La conservación y la interpretación del patrimonio no avanzan distanciadas

Resumen

Una de las bases sobre las que se asienta la actual cultura occidental es el cambio a través del tiempo; el énfasis en la innovación es una de sus últimas expresiones. En ella, el patrimonio cultural, como representación de la memoria del pasado, juega el papel de ser documento de ese cambio. En otros trabajos (González 2000), hemos explorado la noción de patrimonio y su relación con el pasado. Lo que nos interesa discutir en este, es la contribución de la interpretación del patrimonio (IP) a su conservación.
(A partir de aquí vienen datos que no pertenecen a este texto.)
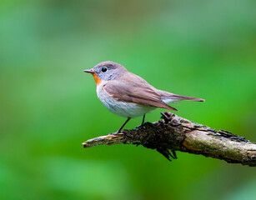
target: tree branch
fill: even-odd
[[[202,154],[229,163],[256,166],[256,144],[227,131],[190,122],[169,112],[163,120],[146,122],[121,133],[101,136],[83,143],[83,148],[107,144],[135,144],[157,149],[165,158],[177,158],[175,151]]]

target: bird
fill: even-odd
[[[112,61],[99,62],[91,69],[97,84],[97,95],[103,106],[111,112],[127,120],[114,133],[120,133],[127,122],[136,117],[145,116],[157,108],[178,111],[168,105],[181,100],[204,102],[203,98],[190,98],[158,90],[141,77],[128,72],[123,65]]]

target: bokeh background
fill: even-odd
[[[181,102],[177,114],[255,142],[255,9],[253,0],[1,0],[0,198],[255,199],[253,168],[81,145],[125,120],[83,72],[105,60],[205,98]]]

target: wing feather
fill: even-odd
[[[128,81],[108,81],[103,88],[113,98],[119,101],[177,111],[162,101],[160,94],[155,92],[157,90],[153,87],[143,78],[136,77],[137,78],[133,78],[133,81],[130,81],[130,78],[128,78]]]

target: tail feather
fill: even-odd
[[[204,99],[203,99],[203,98],[190,98],[190,97],[180,96],[180,95],[177,95],[177,94],[170,95],[168,98],[171,98],[171,99],[177,100],[177,101],[179,101],[179,100],[190,100],[190,101],[195,101],[195,102],[204,102]]]
[[[181,100],[189,100],[189,101],[196,101],[196,102],[204,102],[203,98],[190,98],[186,96],[181,96],[178,94],[170,93],[165,91],[159,90],[159,94],[162,97],[162,99],[164,102],[177,102]]]

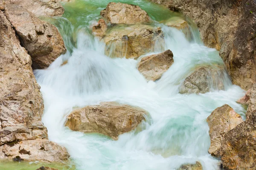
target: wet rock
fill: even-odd
[[[21,44],[31,56],[34,69],[47,68],[66,52],[63,40],[54,26],[41,21],[17,5],[7,5],[5,10]]]
[[[173,63],[173,54],[170,50],[157,54],[143,57],[138,63],[138,70],[148,80],[161,78]]]
[[[52,168],[48,167],[41,167],[36,170],[58,170],[57,169]]]
[[[137,58],[152,51],[156,42],[163,42],[161,29],[145,25],[114,27],[106,33],[105,54],[113,57]]]
[[[202,170],[202,165],[200,162],[197,162],[195,164],[187,164],[183,165],[178,169],[178,170]]]
[[[226,133],[220,152],[224,168],[255,170],[256,167],[256,110],[246,119]]]
[[[66,126],[73,130],[101,133],[117,139],[119,135],[134,129],[146,114],[139,108],[102,102],[73,111],[67,117]]]
[[[207,46],[220,51],[233,83],[256,82],[256,2],[253,0],[150,0],[191,17]]]
[[[99,20],[98,24],[93,27],[93,34],[96,37],[102,38],[105,35],[108,26],[104,20],[101,19]]]
[[[100,14],[111,24],[133,24],[149,20],[148,14],[139,6],[120,3],[109,3]]]
[[[224,90],[224,71],[217,67],[200,66],[185,79],[179,88],[180,93],[205,93],[211,89]]]
[[[209,127],[211,145],[208,152],[212,155],[219,156],[221,142],[225,133],[233,129],[244,121],[241,116],[227,105],[215,109],[207,118]]]
[[[64,147],[48,139],[27,140],[0,147],[1,159],[52,162],[67,161],[69,158]]]

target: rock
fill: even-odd
[[[1,159],[52,162],[67,161],[69,157],[64,147],[48,139],[27,140],[0,147]]]
[[[12,0],[5,1],[7,4],[12,3],[21,6],[38,16],[61,16],[64,13],[64,10],[60,3],[60,2],[67,1],[65,0]]]
[[[139,6],[120,3],[109,3],[100,14],[111,24],[133,24],[149,21],[148,14]]]
[[[57,169],[47,167],[41,167],[36,170],[58,170]]]
[[[183,165],[178,170],[202,170],[202,165],[200,162],[196,162],[195,164],[187,164]]]
[[[93,34],[99,38],[102,38],[108,29],[108,26],[104,20],[101,19],[98,24],[93,27]]]
[[[108,56],[134,58],[153,51],[156,41],[163,42],[160,28],[145,25],[114,27],[103,38]]]
[[[44,102],[30,57],[1,11],[0,37],[0,158],[64,160],[59,151],[51,150],[62,147],[48,141],[47,129],[41,121]],[[40,144],[45,144],[47,150],[41,151]],[[62,153],[66,150],[61,149]]]
[[[185,79],[179,88],[180,93],[205,93],[211,89],[224,90],[223,80],[220,79],[223,71],[218,67],[200,66]]]
[[[250,119],[226,133],[220,154],[224,167],[254,170],[256,167],[256,110]]]
[[[31,56],[34,69],[47,68],[66,52],[63,40],[54,26],[42,21],[20,6],[7,5],[5,14]]]
[[[72,130],[101,133],[117,139],[119,135],[134,129],[147,114],[139,108],[102,102],[73,111],[67,117],[66,126]]]
[[[241,116],[227,105],[215,109],[207,118],[210,128],[211,145],[208,152],[212,155],[219,156],[221,142],[225,133],[243,122]]]
[[[220,51],[233,83],[247,90],[256,82],[255,1],[150,1],[192,17],[204,44]]]
[[[170,50],[143,57],[138,63],[138,70],[148,80],[156,81],[173,63],[173,54]]]

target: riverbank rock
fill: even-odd
[[[59,156],[68,154],[58,153],[62,147],[48,141],[47,129],[41,122],[44,102],[30,56],[1,11],[0,37],[0,158],[65,160],[61,159],[66,156]],[[45,145],[45,150],[38,144]]]
[[[150,1],[192,18],[204,44],[220,51],[233,83],[247,90],[256,82],[255,1]]]
[[[93,27],[93,34],[100,38],[105,35],[108,29],[108,26],[103,19],[99,20],[98,24]]]
[[[156,42],[164,42],[160,28],[145,25],[114,27],[107,31],[103,40],[106,44],[106,55],[126,58],[137,58],[151,52]]]
[[[221,142],[225,133],[243,122],[241,116],[227,105],[215,109],[207,118],[210,128],[211,145],[208,152],[212,155],[219,156]]]
[[[52,162],[68,161],[69,158],[64,147],[48,139],[27,140],[0,147],[0,158],[12,159],[14,161]]]
[[[143,57],[138,63],[138,70],[148,80],[161,78],[173,63],[173,54],[170,50]]]
[[[224,168],[251,170],[256,167],[256,110],[250,119],[226,133],[220,153]]]
[[[133,24],[148,22],[149,17],[139,6],[120,3],[110,3],[100,12],[111,24]]]
[[[47,68],[66,52],[63,40],[55,26],[17,5],[7,5],[5,11],[21,44],[31,56],[34,69]]]
[[[197,162],[195,164],[187,164],[181,165],[178,170],[202,170],[203,168],[200,162]]]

Para ello comenzamos por explorar la pluralidad de papeles que actualmente posee el patrimonio (Apdo. 1) para luego discutir su carencia de significación en ciertas circunstancias (Apdo. 2) y la labor del intérprete en la recuperación de su sentido. 
Este trabajo se plantea desde el patrimonio cultural. Aun reconociendo que el patrimonio natural en sentido estricto es fundamentalmente cultural, y que la disociación en el tratamiento de ambos no beneficia a ninguno, mi formación y trabajo procede de disciplinas relacionadas con la historia y carezco del conocimiento necesario para abordar una reflexión conjunta con la profundidad necesaria. No obstante, apunto esta carencia en el convencimiento de que, como dos ámbitos del paisaje intervenidos por lo humano, que nacieron disociados (procedentes de saberes distintos), y se gestionan disociados (desde normativas y ámbitos competenciales diferenciados), necesitan de la reflexión y acción común para una mejor gestión y conservación de ambos.